The quickselect algorithm is a selection method. It finds the k-th smallest number (also called the k-th order statistic) in a unsorted list. The input consists of a numerical list a, lower and upper indices defining a subslist within it and a positive integer k. The algorithm will search for the k-th smallest number in the specified sublist.

Implementation

The size of the problem is the length of the sublist. The smallest instances of the problem correspond to lists that contain a single element. Therefore, the base case occurs when the lower and upper indices are identical, where the method can simply return the element of the list.

For larger lists partitioning scheme is used to arrange the list in three parts. A first sublist contains the elements of ‘a’ that are <= a chosen pivot element from the list. This list is followed by another one that only contains the pivot. Finally, a third list contains the elements of ‘a’ that are > the pivot.

Let ip denote the index of the pivot. Since the function that implements the partition scheme returns ip, we can check whether it is equal to k - 1 (since indices start at location 0, the j-th element appears at position j - 1). If it is, then the pivot will be the k-th smallest element in ‘a’ and the method can terminate at this base case. This scenario is illustrated in the figure.

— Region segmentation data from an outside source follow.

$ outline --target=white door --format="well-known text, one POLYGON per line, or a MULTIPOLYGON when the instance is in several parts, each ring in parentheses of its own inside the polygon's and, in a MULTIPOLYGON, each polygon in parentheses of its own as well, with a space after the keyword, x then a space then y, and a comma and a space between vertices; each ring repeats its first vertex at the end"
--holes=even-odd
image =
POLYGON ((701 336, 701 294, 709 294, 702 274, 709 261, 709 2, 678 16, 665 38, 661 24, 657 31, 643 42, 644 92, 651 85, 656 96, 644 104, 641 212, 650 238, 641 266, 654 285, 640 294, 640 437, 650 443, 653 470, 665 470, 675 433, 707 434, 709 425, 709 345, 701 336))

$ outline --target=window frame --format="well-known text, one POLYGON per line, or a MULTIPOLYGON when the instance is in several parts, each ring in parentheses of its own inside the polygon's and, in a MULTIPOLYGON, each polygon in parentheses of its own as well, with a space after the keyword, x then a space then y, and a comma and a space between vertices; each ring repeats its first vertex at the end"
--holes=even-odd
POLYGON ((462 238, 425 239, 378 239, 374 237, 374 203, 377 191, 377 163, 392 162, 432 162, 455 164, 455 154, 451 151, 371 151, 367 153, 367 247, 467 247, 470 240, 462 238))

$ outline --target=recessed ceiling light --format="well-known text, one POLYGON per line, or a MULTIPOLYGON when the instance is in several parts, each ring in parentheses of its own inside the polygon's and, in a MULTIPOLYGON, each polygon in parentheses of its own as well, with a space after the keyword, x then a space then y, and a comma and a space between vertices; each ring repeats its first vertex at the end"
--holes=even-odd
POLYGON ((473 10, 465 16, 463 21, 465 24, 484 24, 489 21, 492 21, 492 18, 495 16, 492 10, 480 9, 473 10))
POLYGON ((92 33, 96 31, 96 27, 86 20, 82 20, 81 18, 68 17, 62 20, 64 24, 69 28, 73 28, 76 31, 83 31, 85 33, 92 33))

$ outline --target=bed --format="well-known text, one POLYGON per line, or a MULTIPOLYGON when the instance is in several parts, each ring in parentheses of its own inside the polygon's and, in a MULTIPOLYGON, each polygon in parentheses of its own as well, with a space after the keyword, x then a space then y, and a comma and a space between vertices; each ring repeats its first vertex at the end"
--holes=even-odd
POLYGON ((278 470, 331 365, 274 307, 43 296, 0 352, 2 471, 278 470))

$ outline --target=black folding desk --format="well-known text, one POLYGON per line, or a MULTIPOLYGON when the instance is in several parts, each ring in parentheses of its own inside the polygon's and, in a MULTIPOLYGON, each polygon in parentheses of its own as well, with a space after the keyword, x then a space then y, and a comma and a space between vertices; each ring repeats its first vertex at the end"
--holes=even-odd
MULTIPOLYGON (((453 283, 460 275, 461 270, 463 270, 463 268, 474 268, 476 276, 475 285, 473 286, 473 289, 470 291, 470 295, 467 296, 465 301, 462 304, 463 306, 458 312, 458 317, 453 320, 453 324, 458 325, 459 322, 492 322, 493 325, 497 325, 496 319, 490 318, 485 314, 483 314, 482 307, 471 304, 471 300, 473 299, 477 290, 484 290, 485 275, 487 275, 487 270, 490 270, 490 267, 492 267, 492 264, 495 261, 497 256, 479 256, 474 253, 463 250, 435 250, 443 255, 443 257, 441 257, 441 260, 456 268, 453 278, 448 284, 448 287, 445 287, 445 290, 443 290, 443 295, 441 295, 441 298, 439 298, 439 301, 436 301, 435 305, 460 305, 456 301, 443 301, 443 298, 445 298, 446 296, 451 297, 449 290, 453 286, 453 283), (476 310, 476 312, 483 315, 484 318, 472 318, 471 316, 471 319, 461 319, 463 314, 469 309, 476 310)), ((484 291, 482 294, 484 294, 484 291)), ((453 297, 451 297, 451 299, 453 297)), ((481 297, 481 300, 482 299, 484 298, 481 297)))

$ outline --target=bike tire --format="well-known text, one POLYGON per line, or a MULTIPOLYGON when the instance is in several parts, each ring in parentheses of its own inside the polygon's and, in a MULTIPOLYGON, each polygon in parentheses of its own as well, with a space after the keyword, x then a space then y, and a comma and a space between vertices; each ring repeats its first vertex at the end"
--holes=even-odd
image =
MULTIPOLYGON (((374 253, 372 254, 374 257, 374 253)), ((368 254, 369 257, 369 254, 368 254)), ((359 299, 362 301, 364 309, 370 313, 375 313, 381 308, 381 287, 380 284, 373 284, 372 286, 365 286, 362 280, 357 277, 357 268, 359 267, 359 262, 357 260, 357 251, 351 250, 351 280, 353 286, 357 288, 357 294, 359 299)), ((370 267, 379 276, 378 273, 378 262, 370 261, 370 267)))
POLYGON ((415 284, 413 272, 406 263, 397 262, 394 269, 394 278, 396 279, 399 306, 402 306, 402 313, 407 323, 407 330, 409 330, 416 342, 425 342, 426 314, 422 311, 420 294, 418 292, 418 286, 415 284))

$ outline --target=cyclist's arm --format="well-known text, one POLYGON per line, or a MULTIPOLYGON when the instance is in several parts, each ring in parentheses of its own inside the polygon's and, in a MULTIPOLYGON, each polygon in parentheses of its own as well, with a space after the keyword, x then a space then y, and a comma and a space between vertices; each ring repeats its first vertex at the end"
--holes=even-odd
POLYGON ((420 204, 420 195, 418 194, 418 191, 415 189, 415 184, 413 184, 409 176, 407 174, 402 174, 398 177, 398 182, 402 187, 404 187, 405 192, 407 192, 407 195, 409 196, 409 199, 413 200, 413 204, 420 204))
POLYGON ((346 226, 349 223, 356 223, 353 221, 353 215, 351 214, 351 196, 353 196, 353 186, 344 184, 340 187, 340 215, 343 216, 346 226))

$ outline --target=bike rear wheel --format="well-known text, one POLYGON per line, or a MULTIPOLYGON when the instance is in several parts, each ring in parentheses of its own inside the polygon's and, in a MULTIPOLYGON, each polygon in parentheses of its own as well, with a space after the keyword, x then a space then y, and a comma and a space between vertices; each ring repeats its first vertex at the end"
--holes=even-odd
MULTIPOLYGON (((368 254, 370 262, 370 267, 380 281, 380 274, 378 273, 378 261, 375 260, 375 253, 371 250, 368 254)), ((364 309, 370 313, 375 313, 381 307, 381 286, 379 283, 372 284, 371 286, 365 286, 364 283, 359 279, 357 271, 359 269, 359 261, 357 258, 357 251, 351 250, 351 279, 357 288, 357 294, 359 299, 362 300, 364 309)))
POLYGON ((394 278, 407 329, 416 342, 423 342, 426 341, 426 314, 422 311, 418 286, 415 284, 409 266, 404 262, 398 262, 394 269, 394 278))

In the recursive case the algorithm reduces the size of the problem by considering either the sublist to the left or to the right of the pivot. If ip > k - 1, then the location of the searched element will be smaller than ip. Thus the algorithm can focus on the sublist to the left of the pivot.

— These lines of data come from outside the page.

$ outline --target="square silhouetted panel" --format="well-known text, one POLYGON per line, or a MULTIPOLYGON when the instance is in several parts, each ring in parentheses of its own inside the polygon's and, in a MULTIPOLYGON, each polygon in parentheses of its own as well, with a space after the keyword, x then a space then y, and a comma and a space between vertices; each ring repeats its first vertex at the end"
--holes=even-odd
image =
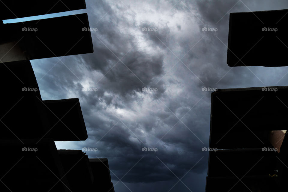
POLYGON ((89 28, 87 14, 2 24, 0 58, 4 62, 93 52, 89 28))
POLYGON ((50 136, 56 141, 86 140, 87 131, 78 98, 43 101, 49 120, 50 136))
POLYGON ((230 14, 230 67, 288 66, 288 10, 230 14))
POLYGON ((211 96, 210 147, 261 148, 286 127, 288 87, 219 89, 211 96))

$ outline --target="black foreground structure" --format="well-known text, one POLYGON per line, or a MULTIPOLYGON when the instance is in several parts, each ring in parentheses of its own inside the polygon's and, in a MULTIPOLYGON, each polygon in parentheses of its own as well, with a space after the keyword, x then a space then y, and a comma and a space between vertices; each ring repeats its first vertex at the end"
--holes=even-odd
POLYGON ((114 192, 107 159, 57 149, 55 141, 87 138, 79 100, 43 100, 29 61, 93 52, 87 14, 2 21, 86 8, 85 1, 1 4, 0 191, 114 192))
MULTIPOLYGON (((287 66, 288 10, 230 14, 227 64, 287 66)), ((206 191, 288 191, 288 86, 211 95, 206 191)))

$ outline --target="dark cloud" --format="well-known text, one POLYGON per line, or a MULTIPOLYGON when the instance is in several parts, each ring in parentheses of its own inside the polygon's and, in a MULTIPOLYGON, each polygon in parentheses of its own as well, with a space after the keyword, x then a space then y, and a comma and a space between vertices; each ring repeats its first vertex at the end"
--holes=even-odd
MULTIPOLYGON (((64 57, 64 63, 57 58, 32 62, 43 99, 80 100, 88 139, 57 142, 57 147, 97 148, 89 157, 108 158, 114 183, 123 176, 132 191, 167 191, 178 181, 171 171, 180 178, 188 171, 182 181, 192 191, 203 191, 208 153, 202 149, 209 144, 211 93, 202 88, 288 81, 286 67, 228 66, 227 12, 287 8, 288 3, 86 1, 90 27, 98 29, 92 32, 94 53, 64 57)), ((128 190, 121 182, 115 188, 128 190)), ((186 191, 179 182, 170 191, 186 191)))

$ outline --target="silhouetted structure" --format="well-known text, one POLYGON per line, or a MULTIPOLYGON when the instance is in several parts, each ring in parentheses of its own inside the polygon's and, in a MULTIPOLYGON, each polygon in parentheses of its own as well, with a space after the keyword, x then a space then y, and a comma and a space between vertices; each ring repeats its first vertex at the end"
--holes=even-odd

Instead, if ip < k - 1 then the algorithm will focus on the sublist to the right of the pivot.

 1
 2
 3
 4
 5
 6
 7
 8
 9
10
11
12
13
14
15
def quick_select(a, lower, upper, k)
  if lower == upper
    return a[lower]
  end
  
  pivot_index = partition(a, lower, uppper)
  
  if pivot_index == k - 1
    return a[pivot_index]
  elsif pivot_index < k - 1
    return quick_select(a, pivot_index + 1, upper, k)
  else
    return quick_select(a, lower, pivot_index - 1, k)
  end
end

The runtime cost of the algorithm depends on where the pivot is located after performing the decomposition. If it is always located at the middle position of the list, the run time is linear. This is the best case scenario.

However, if the pivot is always located at an extreme of the list, then the runtime cost is quadratic. This is the worst case scenario for the algorithm.

Quickselect vs Quicksort

The quickselect and quicksort are different algorithms for sorting and selection:

  • Quicksort is a sorting algorithm. It recursively partitions an array, then sorts the left and right partitions. This allows it to efficiently sort the entire array.

  • Quickselect is a selection algorithm. It uses the same partitioning approach as quicksort, but only recurses into one partition. This allows it to efficiently find the kth smallest/largest element in an array without needing to fully sort it.

The main differences:

  • Quicksort fully sorts an array by recursively sorting the full left and right partitions. Quickselect only recurses on one side to isolate the kth element.

  • Quicksort has average O(n log n) time complexity for sorting. Quickselect has average O(n) time complexity for selection.

  • Quicksort is comparison based. Quickselect relies on key-preserving partitions.

  • Quicksort is unstable while quickselect is stable.

So in summary:

  • Quicksort fully sorts an array using partitioning and recursion
  • Quickselect partially sorts to find the kth element using one-sided recursion
  • They rely on the same partitioning approach but have different goals

They are related algorithms but have distinct uses - full sorting vs partial selection.